Khushboo Khullar of Lightning Ventures, speaking to Bloomberg, argued that the crypto sell-off is part of a broader liquidity panic as traders rush to cover margin calls. Khullar views this as a temporary sell-off, presenting a potential buying opportunity.

Josh Gilbert, an eToro market analyst, supports Khullar’s perspective, suggesting that the expected Federal Reserve rate cuts could benefit crypto assets. “Crypto assets have sold off, but many investors will see an opportunity. We see Federal Reserve rate cuts, which are now likely to come sharper than expected, as hugely positive for crypto assets,” Gilbert told Coindesk.

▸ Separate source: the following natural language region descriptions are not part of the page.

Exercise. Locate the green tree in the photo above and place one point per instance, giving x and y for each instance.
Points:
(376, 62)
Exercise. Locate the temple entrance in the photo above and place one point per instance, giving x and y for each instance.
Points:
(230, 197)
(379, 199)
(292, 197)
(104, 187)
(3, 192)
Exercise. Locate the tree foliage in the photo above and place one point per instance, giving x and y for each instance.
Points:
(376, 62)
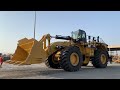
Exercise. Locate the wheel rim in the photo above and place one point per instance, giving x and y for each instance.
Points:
(103, 59)
(74, 59)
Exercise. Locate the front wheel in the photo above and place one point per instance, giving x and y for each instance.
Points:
(100, 59)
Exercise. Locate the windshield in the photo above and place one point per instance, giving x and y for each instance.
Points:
(76, 35)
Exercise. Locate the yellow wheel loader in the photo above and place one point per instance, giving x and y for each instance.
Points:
(75, 51)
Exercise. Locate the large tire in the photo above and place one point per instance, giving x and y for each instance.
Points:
(100, 59)
(52, 64)
(84, 64)
(66, 61)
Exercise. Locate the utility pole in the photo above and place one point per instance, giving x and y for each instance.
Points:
(34, 24)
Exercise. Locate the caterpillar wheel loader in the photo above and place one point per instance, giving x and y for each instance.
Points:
(77, 50)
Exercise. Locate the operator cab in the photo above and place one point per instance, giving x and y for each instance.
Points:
(79, 35)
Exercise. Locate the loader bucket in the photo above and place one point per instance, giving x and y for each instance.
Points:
(29, 51)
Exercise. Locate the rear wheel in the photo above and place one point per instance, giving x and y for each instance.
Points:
(52, 63)
(85, 64)
(71, 59)
(100, 59)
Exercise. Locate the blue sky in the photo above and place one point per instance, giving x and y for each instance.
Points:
(15, 25)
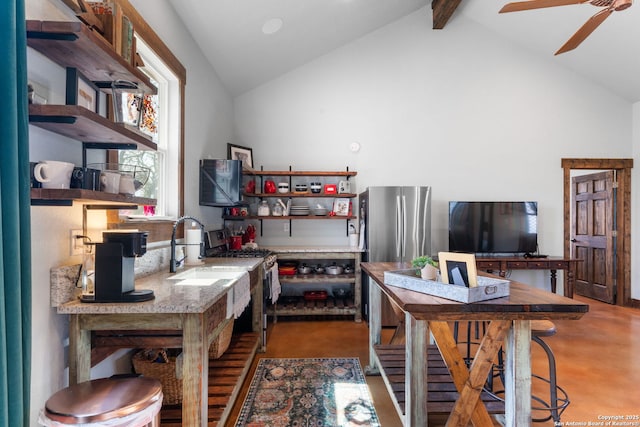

Despite the recent volatility, crypto continues to make strides toward mainstream acceptance. Notably, Morgan Stanley will allow its advisors to offer Bitcoin ETFs starting Wednesday. This follows more than half a year after the introduction of the first Bitcoin ETF. The investment bank will enable over 15,000 of its financial advisors to sell BlackRock’s IBIT and Fidelity’s FBTC. This move is seen as a significant step toward the “mainstreamization” of crypto, given the lengthy regulatory and company processes in major investment banks.

The recent crypto market downturn highlights its volatility and the broader economic concerns affecting all risk assets. While some analysts see the current situation as a temporary sell-off and a buying opportunity, others caution against the speculative nature of crypto. As the market evolves, its role as a mainstream alternative asset continues to grow, marked by increasing institutional acceptance and new investment opportunities.